Diversity, Equity, Inclusion and Belonging - we totally agree that these are important and powerful values for US Fencing to adopt.

Excerpt from presentation by Governance Task Force (GTF) on July 9, 2021

Excerpt from presentation by Governance Task Force (GTF) on July 9, 2021

As the DEIB Committee goes about its work, we have two major suggestions for them:

  1. the US Fencing Board is small with only 12 members - it is imperative that the Board carries a plurality of identities and backgrounds as per the GTF recommendation. Having 2 directors on the Board who are family members, no matter how talented, not only crowds out plurality, it creates an appearance of conflict. The DEIB Committee should recommend that the Board adopt a policy of not allowing family members to serve on the Board simultaneously.

  2. we strongly believe that the leadership of US Fencing should reflect the demographics of its membership. Asian American

fencers form an important core of fencers at all levels from Olympians to Junior and Cadet fencers representing the United States to teenage and youth fencers including the 10 year old just starting out, but there are no Asian Americans in leadership roles at US Fencing.

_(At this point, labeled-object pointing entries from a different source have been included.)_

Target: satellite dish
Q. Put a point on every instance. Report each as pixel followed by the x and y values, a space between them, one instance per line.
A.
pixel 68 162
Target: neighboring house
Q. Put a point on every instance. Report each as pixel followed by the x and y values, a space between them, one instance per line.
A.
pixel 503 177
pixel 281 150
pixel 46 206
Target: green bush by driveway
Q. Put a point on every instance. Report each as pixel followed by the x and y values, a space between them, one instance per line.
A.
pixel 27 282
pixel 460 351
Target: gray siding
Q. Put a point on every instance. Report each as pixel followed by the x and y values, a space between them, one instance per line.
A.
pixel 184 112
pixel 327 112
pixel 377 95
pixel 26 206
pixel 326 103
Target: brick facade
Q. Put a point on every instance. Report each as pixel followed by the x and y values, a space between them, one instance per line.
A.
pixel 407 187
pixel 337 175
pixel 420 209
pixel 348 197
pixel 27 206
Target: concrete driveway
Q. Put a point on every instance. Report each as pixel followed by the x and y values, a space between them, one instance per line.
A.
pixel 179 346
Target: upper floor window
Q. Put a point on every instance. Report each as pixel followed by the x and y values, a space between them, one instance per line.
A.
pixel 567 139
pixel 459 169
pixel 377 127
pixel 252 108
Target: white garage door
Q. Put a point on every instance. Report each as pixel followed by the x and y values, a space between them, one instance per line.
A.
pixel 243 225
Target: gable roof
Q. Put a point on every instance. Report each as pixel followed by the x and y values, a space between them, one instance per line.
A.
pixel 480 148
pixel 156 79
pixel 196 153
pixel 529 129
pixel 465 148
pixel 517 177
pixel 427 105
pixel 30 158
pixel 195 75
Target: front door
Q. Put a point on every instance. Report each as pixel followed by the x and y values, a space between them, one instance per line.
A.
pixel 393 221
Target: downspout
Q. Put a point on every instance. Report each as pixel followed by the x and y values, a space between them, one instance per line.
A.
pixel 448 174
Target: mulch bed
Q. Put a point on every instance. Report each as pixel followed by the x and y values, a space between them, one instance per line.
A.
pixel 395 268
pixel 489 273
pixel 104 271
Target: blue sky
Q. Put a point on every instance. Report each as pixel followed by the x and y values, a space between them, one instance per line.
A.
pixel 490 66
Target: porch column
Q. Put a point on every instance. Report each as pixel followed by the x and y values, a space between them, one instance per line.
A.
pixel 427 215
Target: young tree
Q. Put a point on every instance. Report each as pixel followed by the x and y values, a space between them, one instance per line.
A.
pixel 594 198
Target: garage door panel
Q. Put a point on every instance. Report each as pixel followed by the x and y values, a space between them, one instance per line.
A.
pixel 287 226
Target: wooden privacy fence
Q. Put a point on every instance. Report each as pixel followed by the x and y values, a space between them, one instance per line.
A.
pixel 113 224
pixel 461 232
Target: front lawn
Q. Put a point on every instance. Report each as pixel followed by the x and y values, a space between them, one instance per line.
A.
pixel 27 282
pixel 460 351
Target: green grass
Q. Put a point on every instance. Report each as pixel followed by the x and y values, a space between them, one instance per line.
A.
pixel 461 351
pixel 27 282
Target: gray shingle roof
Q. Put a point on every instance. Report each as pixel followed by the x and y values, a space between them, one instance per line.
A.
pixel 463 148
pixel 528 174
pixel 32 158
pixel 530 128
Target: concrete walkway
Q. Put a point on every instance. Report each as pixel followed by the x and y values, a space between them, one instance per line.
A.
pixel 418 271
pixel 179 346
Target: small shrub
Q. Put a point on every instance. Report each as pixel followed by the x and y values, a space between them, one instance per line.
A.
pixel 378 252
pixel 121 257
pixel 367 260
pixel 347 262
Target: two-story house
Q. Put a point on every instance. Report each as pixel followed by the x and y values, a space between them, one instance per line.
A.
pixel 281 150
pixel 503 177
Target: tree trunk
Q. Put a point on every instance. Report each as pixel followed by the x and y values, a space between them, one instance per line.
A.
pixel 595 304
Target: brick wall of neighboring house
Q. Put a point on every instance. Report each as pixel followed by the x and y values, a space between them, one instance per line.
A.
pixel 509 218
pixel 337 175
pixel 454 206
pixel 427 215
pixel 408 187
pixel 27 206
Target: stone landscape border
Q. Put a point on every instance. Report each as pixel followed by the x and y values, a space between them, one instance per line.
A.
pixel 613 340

The Board must correct this omission and make a pro-active effort to identify Asian American leaders for the Board, Committees and Resource Groups.

Amateur fencing organization director

What is an “amateur fencing organization”? Is there one in existence? Are there plans to create one or more of them? Isn’t US Fencing itself an amateur fencing organization? The language used in the proposed Section 7.4(d) is very difficult to understand. An explanation in plain English would be helpful.

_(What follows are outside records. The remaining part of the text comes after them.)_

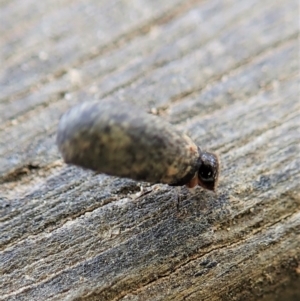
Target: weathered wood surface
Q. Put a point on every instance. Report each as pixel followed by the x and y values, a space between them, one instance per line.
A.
pixel 226 72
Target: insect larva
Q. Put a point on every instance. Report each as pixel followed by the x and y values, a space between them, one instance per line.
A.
pixel 121 140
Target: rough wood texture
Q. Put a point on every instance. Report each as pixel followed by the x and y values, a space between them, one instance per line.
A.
pixel 225 72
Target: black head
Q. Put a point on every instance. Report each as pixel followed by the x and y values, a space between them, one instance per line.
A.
pixel 208 171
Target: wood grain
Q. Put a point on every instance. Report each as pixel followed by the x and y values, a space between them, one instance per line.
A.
pixel 226 73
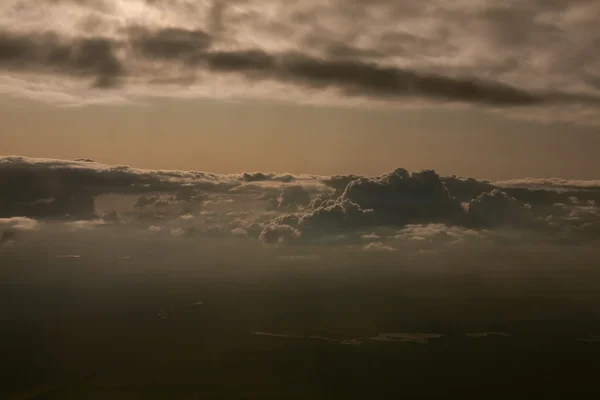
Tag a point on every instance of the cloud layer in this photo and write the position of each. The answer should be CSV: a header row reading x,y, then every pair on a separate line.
x,y
532,54
378,214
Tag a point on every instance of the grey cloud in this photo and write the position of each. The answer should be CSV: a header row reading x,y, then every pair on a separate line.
x,y
525,53
46,188
95,57
498,208
169,43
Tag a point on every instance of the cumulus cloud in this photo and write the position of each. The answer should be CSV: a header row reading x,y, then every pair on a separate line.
x,y
515,54
62,188
419,209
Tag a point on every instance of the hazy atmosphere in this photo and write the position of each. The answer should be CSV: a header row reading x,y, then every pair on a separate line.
x,y
299,199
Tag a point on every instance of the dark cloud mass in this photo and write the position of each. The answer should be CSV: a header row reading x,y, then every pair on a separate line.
x,y
85,57
463,53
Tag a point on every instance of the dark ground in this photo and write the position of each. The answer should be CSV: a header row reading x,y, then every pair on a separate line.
x,y
75,329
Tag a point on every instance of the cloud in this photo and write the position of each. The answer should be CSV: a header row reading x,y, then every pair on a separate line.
x,y
419,209
62,188
378,247
527,54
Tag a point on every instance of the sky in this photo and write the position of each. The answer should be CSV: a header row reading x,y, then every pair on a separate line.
x,y
473,88
213,180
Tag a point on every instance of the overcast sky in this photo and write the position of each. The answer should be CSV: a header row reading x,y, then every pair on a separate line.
x,y
478,88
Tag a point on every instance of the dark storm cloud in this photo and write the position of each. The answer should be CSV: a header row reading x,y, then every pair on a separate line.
x,y
85,57
169,43
97,57
294,208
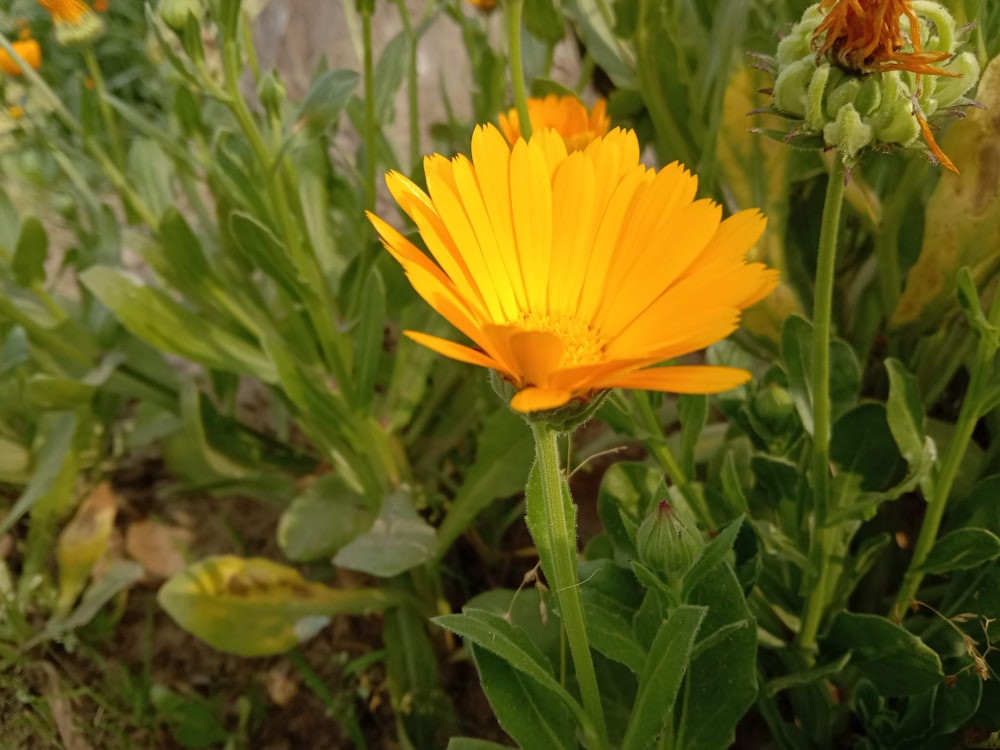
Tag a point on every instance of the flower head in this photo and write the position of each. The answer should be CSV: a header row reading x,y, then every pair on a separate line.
x,y
75,21
30,52
576,272
872,73
565,114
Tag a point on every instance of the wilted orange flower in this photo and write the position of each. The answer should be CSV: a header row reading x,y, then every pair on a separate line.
x,y
565,114
30,52
866,36
575,272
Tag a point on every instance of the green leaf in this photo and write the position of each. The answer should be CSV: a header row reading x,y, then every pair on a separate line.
x,y
117,578
962,549
693,414
660,680
398,540
544,22
149,170
369,341
529,713
722,679
796,352
390,70
503,456
32,249
255,607
713,554
863,444
610,598
325,100
54,458
161,321
322,520
895,660
905,412
469,743
493,633
627,491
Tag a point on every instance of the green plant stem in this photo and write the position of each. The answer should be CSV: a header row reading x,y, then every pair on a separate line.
x,y
560,523
370,134
107,116
657,446
887,238
822,322
412,85
514,9
982,372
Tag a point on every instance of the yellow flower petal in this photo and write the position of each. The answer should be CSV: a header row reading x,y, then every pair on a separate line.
x,y
572,271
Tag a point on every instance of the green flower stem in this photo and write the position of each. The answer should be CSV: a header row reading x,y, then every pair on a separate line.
x,y
887,239
982,371
412,87
657,446
818,597
514,9
370,134
107,116
560,523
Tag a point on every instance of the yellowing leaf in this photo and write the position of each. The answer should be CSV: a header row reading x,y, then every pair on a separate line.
x,y
255,607
962,226
83,542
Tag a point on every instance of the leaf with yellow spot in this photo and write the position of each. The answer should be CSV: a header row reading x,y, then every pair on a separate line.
x,y
83,542
962,226
255,607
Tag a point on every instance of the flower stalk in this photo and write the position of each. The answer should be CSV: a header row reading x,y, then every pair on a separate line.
x,y
969,414
822,323
560,525
514,10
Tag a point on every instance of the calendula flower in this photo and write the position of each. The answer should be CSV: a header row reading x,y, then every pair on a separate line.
x,y
76,22
576,272
867,73
565,114
30,52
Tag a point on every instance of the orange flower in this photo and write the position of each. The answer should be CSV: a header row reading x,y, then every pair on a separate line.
x,y
866,36
576,272
30,52
565,114
66,11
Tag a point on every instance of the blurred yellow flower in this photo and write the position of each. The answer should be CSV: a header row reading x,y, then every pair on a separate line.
x,y
565,114
575,272
75,21
30,52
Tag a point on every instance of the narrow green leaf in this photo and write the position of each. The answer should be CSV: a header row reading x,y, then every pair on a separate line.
x,y
895,660
30,254
660,681
962,549
529,713
905,412
255,607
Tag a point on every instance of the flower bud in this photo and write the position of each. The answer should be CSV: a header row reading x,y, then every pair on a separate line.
x,y
271,92
669,542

Following the principles of ESG

ESG stands for Environmental, Social and Governance.

The corporate world has embraced the principles of ESG as essential to sound management, sustainable operations and long term profitability. Investors now frequently use ESG filters when assessing potential investments. With the current set of proposed bylaw changes, US Fencing is addressing social concerns with the establishment of a DEIB Committee, and it is also trying to improve governance with changes to the Board and organizational structure.

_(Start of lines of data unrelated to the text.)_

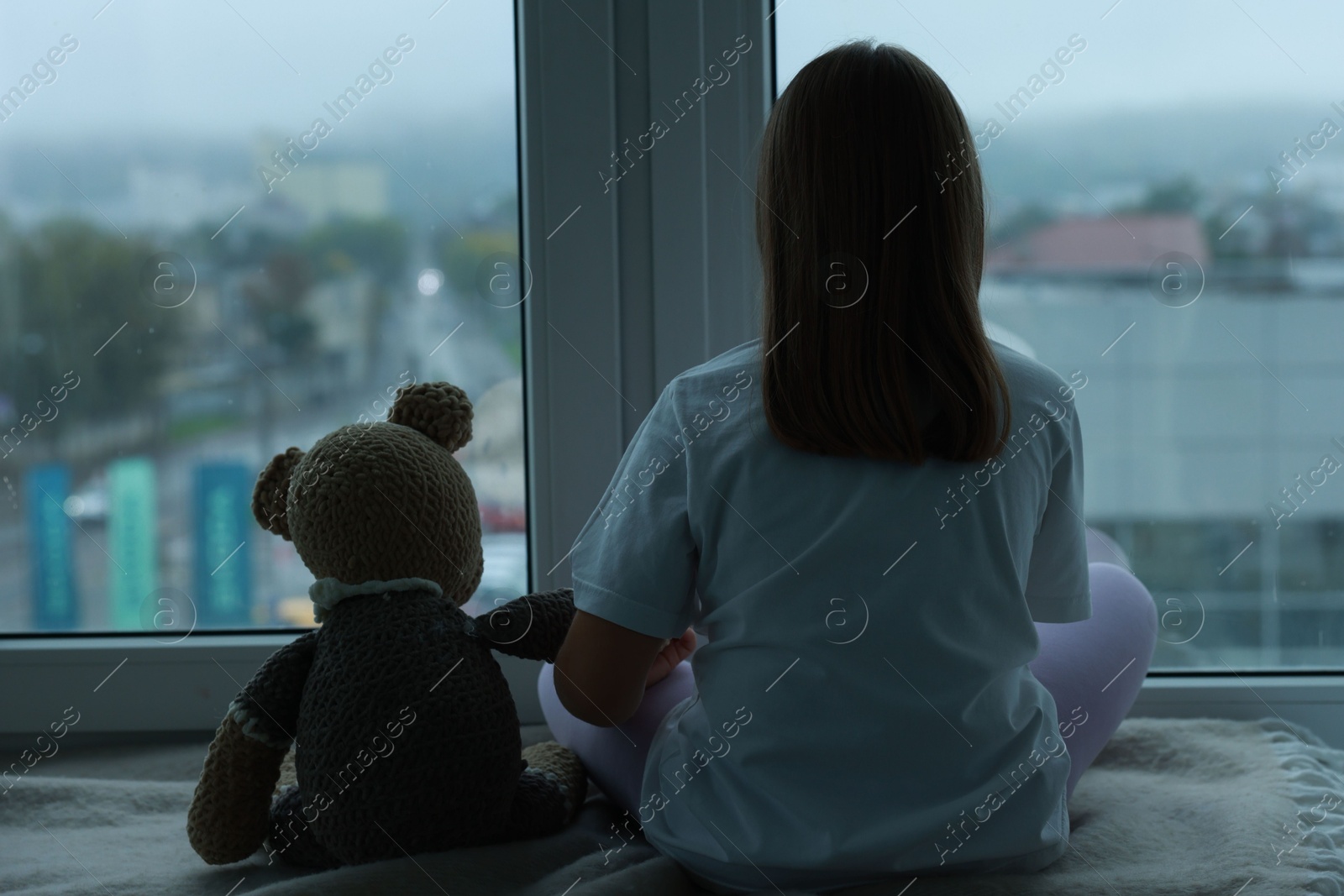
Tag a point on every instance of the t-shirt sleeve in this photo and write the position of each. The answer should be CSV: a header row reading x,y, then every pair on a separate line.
x,y
635,560
1057,578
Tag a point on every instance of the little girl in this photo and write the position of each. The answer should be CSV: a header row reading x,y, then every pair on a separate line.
x,y
874,516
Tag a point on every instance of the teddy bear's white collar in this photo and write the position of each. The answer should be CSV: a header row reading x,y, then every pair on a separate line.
x,y
327,593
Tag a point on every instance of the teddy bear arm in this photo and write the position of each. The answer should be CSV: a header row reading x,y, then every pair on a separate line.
x,y
268,707
230,810
533,626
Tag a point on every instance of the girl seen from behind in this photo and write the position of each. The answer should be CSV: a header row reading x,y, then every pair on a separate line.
x,y
874,516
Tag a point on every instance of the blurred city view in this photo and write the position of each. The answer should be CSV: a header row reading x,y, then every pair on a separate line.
x,y
1206,309
175,309
1167,219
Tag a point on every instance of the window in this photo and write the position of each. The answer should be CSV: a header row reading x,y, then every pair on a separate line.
x,y
1167,217
226,230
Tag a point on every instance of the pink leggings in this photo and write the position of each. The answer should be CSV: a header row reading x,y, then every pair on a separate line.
x,y
1093,669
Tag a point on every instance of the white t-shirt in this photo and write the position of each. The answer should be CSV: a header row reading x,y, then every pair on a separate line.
x,y
864,705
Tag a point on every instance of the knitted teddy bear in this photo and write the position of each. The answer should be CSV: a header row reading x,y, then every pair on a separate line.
x,y
405,735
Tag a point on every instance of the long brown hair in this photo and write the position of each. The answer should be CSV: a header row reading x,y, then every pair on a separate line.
x,y
871,222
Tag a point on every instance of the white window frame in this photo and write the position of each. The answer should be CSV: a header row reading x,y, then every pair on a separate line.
x,y
629,288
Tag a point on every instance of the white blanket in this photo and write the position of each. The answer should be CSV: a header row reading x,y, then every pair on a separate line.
x,y
1171,806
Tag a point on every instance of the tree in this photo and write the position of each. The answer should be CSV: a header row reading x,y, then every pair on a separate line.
x,y
80,308
376,244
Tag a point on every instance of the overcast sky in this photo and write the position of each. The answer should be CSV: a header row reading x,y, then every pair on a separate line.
x,y
1144,54
228,66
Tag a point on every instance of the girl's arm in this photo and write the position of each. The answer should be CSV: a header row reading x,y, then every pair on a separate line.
x,y
602,668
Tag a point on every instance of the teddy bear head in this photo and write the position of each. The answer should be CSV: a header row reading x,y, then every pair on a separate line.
x,y
385,500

With climate change a major threat to our world, US Fencing must take action to do its part as well for the environment. The carbon footprint left by a few thousand people flying to a NAC 8 times a year can and should be reduced.

With so much energy going into expanding fencing to less financially privileged groups, a re-think of the current tournament structure is in order. An additional layer of high quality regional championships will lessen the urgency to go to a NAC for some fencers, and regional fencing championships will open up a world of competitive fencing to fencers whose parents cannot spend the thousands of dollars necessary to attend NACs and earn national points.

Helping the environment while increasing inclusion would be a win-win for all.

Feedback to US Fencing

The Board is taking feedback from the membership on the proposed bylaw changes, and can be reached at bylawsfeedback@usafencing.org. The feedback must reach the Board no later than August 26, 2021. The Board will meet to pass the new bylaws on August 31, 2021.

FP gives permission to readers to copy and paste parts or all of this article in support of their feedback to the US Fencing Board.